6 years ago, a young Dutchman with heaps of potential and ability secured a dream move from hometown club Feyenoord to Real Madrid. Such was his talent, he commanded a £12m fee. I say he secured fairly confidently; Feyenoord didn’t want to let him go, and Drenthe threatened legal action if the door to Spain was shut in his face.
That string of words safely summarises Drenthe as a player and a person: he can play, but he has a temper with a fuse not too long.
To put it bluntly, Drenthe has the ability to tear the Championship apart. I mean that. We’ve seen it from his time spent on loan at Everton, his ability to create as well as score is undoubted, where he scored 4 and assisted 8. Had he not reported late for training in March 2012 and had his season cut short, he would have been one of Everton’s best and most consistent performers. But that’s the issue: he reported late for training. Under David Moyes. It something you just simply do not do. He didn’t play another game all season. And that isn’t the only time he’s had run-ins with management. When he was on loan at Herucles, he more or less put himself out of squad contention after claiming the management wasn’t up to scratch. Sometimes, as a player, especially one who is very very expendable like Drenthe was, it’s best just to play your game, know your role, and shut your mouth. And yet he couldn’t. While at Real Madrid, he suffered from anxiety issues caused by criticism from the crowd, and he reacted very poorly, requesting the next few games off. Hardly the most professional response.

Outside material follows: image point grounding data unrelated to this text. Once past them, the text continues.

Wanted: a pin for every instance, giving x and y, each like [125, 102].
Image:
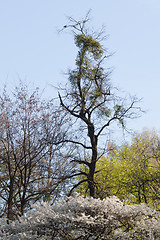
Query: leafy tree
[131, 171]
[91, 101]
[30, 130]
[85, 218]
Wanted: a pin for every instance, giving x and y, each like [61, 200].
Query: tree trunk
[93, 140]
[10, 215]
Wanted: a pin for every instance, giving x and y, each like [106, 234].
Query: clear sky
[31, 49]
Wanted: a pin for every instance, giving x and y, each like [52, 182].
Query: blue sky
[31, 49]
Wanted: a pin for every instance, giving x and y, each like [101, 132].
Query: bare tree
[91, 101]
[31, 135]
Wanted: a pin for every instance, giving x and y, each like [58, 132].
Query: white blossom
[85, 218]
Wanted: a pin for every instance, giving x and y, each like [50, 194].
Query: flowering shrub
[85, 218]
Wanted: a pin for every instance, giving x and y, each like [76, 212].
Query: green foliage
[131, 172]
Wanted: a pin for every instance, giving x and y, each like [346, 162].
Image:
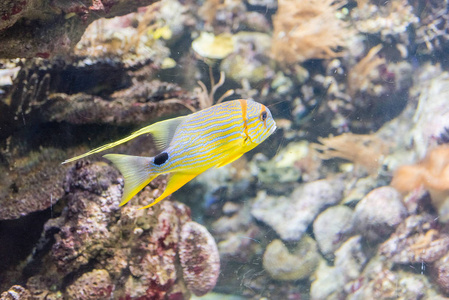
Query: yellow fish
[212, 137]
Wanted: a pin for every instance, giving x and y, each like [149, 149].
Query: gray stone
[290, 216]
[377, 215]
[332, 228]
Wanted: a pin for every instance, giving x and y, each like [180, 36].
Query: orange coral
[308, 29]
[432, 173]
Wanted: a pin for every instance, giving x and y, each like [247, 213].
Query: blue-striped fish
[212, 137]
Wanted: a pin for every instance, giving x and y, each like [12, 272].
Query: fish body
[210, 138]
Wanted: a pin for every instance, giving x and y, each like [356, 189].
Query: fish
[191, 144]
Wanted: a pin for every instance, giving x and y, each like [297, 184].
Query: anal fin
[229, 160]
[175, 182]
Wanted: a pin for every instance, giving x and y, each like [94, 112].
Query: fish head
[260, 122]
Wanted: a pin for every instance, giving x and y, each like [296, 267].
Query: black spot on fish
[160, 158]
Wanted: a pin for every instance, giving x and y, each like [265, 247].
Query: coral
[300, 208]
[349, 261]
[51, 30]
[129, 38]
[432, 173]
[199, 258]
[15, 292]
[96, 284]
[207, 45]
[308, 29]
[249, 60]
[432, 32]
[431, 117]
[282, 168]
[416, 240]
[282, 264]
[363, 150]
[100, 249]
[387, 284]
[370, 219]
[391, 19]
[332, 228]
[33, 183]
[222, 16]
[440, 273]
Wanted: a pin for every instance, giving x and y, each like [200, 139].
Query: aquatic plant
[308, 29]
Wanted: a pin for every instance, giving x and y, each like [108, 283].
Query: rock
[440, 273]
[50, 29]
[378, 213]
[282, 264]
[416, 240]
[332, 228]
[349, 262]
[32, 183]
[199, 258]
[290, 216]
[281, 168]
[16, 292]
[388, 284]
[93, 285]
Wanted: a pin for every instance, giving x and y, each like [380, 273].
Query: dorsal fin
[162, 132]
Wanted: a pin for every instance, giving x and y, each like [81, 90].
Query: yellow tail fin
[136, 170]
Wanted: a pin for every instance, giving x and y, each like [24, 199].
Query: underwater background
[348, 199]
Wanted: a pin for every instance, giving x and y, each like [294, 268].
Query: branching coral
[308, 29]
[364, 150]
[432, 173]
[433, 30]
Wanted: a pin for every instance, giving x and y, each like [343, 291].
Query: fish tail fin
[136, 171]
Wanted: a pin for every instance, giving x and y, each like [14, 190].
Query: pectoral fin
[229, 160]
[135, 171]
[176, 181]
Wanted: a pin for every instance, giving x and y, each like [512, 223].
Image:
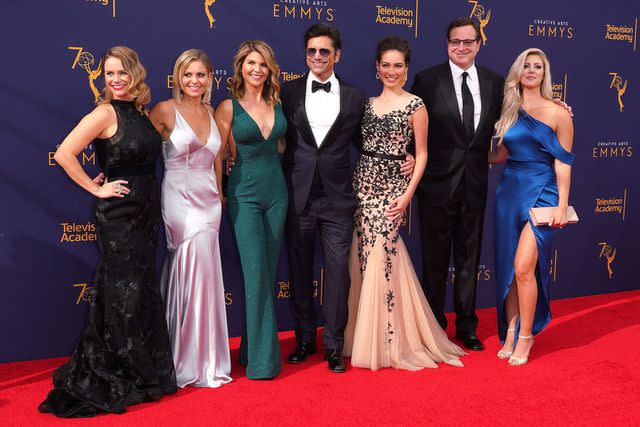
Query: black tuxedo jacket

Drenthe’s strong yet strangely fragile personality is an obstacle Nigel Adkins must overcome if he is to get the best out of him. We all know he has the ability, and is a missing link most Championship clubs can only dream of having in their midfield. Reading, while gutsy and spirited, lack quality, especially at centre back and creatively in midfield: Drenthe addressed the creativity problem. Adkins and co must be careful with him though or risk setting him off. Look at a player like Mario Balotelli; he couldn’t keep his name out of the papers at City, now he’s a much more subdued character at Milan.
It’s going to be very interesting from a fan’s perspective to see how Drenthe’s stay at Reading pans out. Will he slide right into the squad and settle? Will he be the sharp blade that provides Reading’s cutting edge? Or will he polarise opinion, spout criticism of his colleagues, and unsettle the dressing room that Reading have spent so long bringing together? Only time will tell.